MVP semantics: - structural missingness: NO_UPDATE_EXPECTED for low-freq between observation dates - abnormal missingness: * daily series: missing -> MISSING_UNKNOWN * low-freq series: missing on an observation date -> TEMPORARY_OUTAGE - NOT_YET_RELEASED: reserved for true vintage-aware sources (to add next)

build_first_rate_bars_context(config: FirstRateBarsConfig, *, calendars: Mapping[str, TradingCalendar] | None = None, store: Store | None = None, source_name: str = 'first_rate_bars') -> DataContext

Build a DataContext for locally mounted First Rate 5-minute bar directories.

classify_missingness(*, obs_date: date, asof_date: date, series_frequency: str, panel_frequency: str = 'M', release_rule: ReleaseRule | None = None, publication_lag_months: int | None = None, realized_release_date: date | None = None) -> MissingnessReason

Classify why a cell is missing at a given as-of date.

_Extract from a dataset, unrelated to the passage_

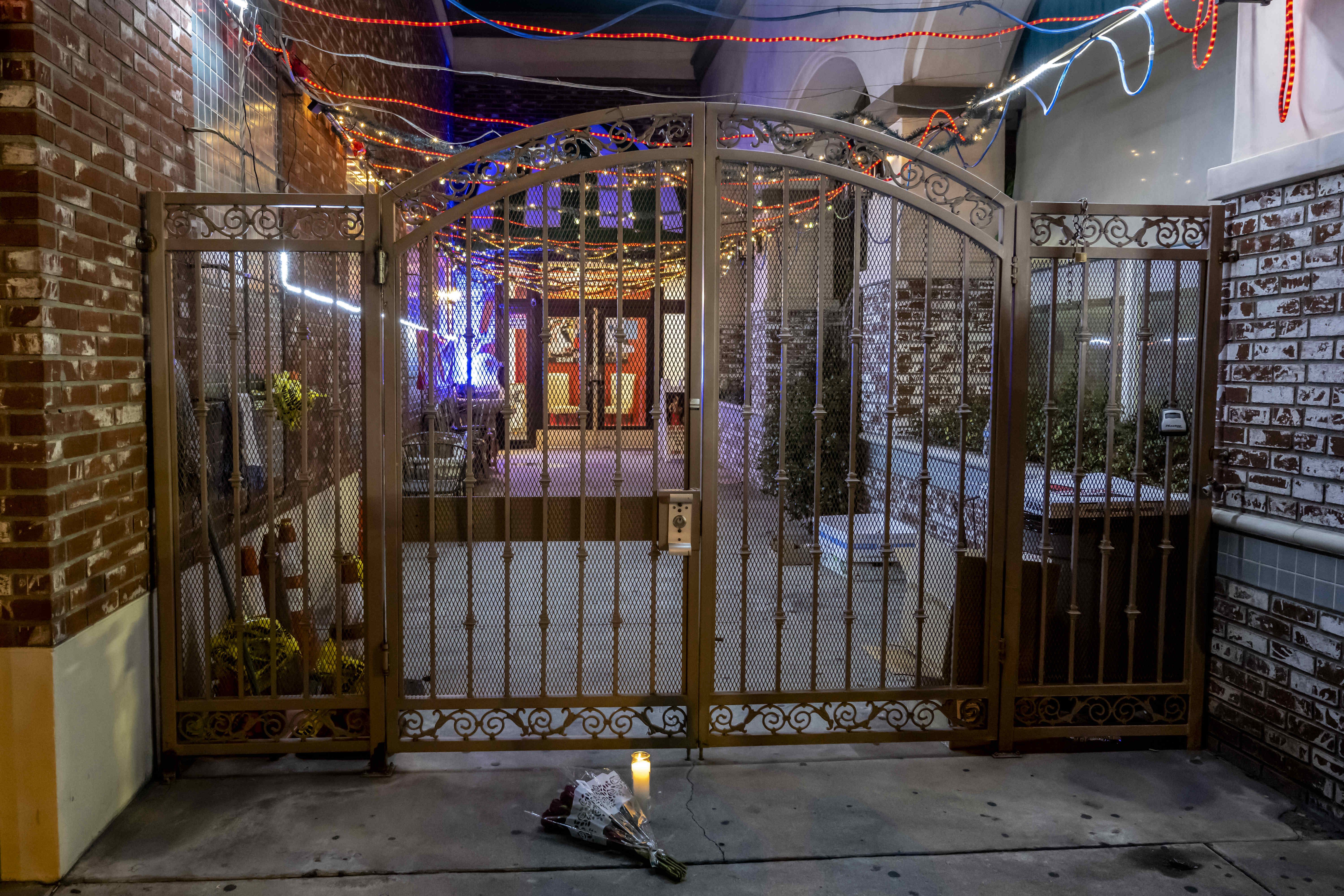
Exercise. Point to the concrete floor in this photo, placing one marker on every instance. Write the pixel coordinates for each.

coerce_ref_revision_query(query: RefRevisionQuery | Mapping[str, Any]) -> RefRevisionQuery

Normalize a ref-period revision query into a validated typed object.

coerce_ref_snapshot_query(query: RefSnapshotQuery | Mapping[str, Any]) -> RefSnapshotQuery

Normalize a ref-period snapshot query into a validated typed object.

default_public_web_sources() -> dict[str, DataSource]

Construct the default public-web source registry.

effective_asof(asof: pd.Timestamp, series_key: str, policy: ReleaseLagPolicy) -> pd.Timestamp

Compute effective asof after lag/cutoff/embargo policy adjustments.

materialize(ctx: DataContext, template: FeatureTemplate, realization: FeatureRealization, policy: MaterializationPolicy, lineage: Optional[LineageGraph] = None, fit_slice: Optional[SliceSpec] = None) -> FeatureFrame

Materialize a FeatureRealization with caching and (optional) stateful fit.

pit_leakage_report(df: pd.DataFrame, ts_col: str = 'obs_date', asof_col: str = 'asof_utc') -> pd.DataFrame

Structured leakage and PIT hygiene diagnostics for PIT-shaped data.

revision_event_stream(pit: PITAccessor, series_key: str, *, start: pd.Timestamp | None = None, end: pd.Timestamp | None = None, min_abs_change: float = 0.0) -> pd.DataFrame

Return revision events across all obs_date timelines.

revision_volatility(pit: PITAccessor, series_key: str, *, start: pd.Timestamp | None = None, end: pd.Timestamp | None = None) -> pd.Series

Compute standard deviation of revision deltas by obs_date.